Киберпространство и проблема спасения

Секацкий Александр

Факт, затмивший чудо (часть 1)

На первый взгляд кажется, что «спасение» и «киберпросторанство» понятия предельно далекие друг от друга. Первое связано с монастырем, с храмом, с заботой о душе, второе — с торжеством техники и триумфом скорости. Но для того, чтобы понять, как обстоит дело со спасением сегодня, неминуемо придется вникнуть в технику, войти в сеть, исследовать киберпространство. Хотя бы потому, что мы уже здесь.
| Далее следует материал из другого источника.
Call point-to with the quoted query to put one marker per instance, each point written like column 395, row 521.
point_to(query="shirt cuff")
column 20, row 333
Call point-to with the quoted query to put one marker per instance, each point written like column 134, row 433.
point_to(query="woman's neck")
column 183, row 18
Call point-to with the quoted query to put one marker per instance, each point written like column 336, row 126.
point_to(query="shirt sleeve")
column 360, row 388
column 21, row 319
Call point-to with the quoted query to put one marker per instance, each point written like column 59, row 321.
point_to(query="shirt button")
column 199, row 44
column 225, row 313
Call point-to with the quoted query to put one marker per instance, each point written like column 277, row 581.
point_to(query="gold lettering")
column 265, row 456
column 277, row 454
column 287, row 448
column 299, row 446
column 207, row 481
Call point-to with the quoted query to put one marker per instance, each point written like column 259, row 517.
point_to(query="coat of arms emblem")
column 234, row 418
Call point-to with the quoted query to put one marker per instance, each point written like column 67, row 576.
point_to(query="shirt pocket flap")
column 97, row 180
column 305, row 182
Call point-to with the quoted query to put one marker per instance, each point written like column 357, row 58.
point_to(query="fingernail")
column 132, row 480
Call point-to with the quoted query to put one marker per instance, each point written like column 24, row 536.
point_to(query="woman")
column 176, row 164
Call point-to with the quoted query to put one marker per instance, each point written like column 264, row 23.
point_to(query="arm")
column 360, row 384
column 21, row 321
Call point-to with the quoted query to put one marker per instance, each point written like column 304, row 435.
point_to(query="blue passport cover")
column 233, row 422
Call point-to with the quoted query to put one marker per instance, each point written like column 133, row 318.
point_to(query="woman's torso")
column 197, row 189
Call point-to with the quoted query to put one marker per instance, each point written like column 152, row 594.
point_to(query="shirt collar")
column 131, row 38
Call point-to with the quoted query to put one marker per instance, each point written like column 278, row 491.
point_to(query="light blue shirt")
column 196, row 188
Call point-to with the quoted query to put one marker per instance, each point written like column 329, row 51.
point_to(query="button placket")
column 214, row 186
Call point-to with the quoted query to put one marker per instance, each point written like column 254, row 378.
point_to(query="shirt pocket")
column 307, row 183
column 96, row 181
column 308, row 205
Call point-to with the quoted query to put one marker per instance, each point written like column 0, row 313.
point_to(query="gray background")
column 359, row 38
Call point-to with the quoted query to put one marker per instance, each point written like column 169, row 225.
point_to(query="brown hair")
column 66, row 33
Вольфганг Гигерих в своем эссе «Ракета и стартовая площадка»

[1]

, говорит о христианстве как о фундаменте западной цивилизации, что, конечно, выглядело бы общим местом, если бы не сугубо буквальное прочтение тезиса. Фундамент оказался предназначенным не только для установления на нем системы ценностей, и вообще не только для специфически духовных установлений. Прочное основание, заложенное христианством, смогло разместить и выдержать все основания дисциплинарной науки, а также и инфраструктуру современной техники. Среди прочего, а может быть даже и в первую очередь, надежного фундамента требовала стартовая площадка для ракеты — космодром. Экзистенциальные новации, учрежденные христианством и внесенные им в сферу налично сущего, как раз и послужили цементирующим началом для той точки опоры, оттолкнувшись от которой, смогла, в конце концов, стартовать космическая ракета

[2]

.

По мнению Гигериха, жесткая система координат, выравнивающая любой событийный поток и ориентирующая его относительно абсолютного начала отсчета, сыграла и продолжает играть роль нивелира, позволяющего определиться в любых условиях. Иными словами, задать определенность человеческому существу, указать точную и недвусмысленную привязку к трансцендентному. Текучесть политеизма с его легкостью паразитарных отождествлений требовала всякий раз дополнительных ориентиров для того, чтобы определиться. Труд узнавания отвлекал слишком много сил, а фундамент все равно оставался чрезмерно зыбким, непригодным для наиболее дерзких проектов. Потерять себя, свое обеспеченное человеческое можно было даже за пределами собственного полиса, а не то, что в просторах космоса.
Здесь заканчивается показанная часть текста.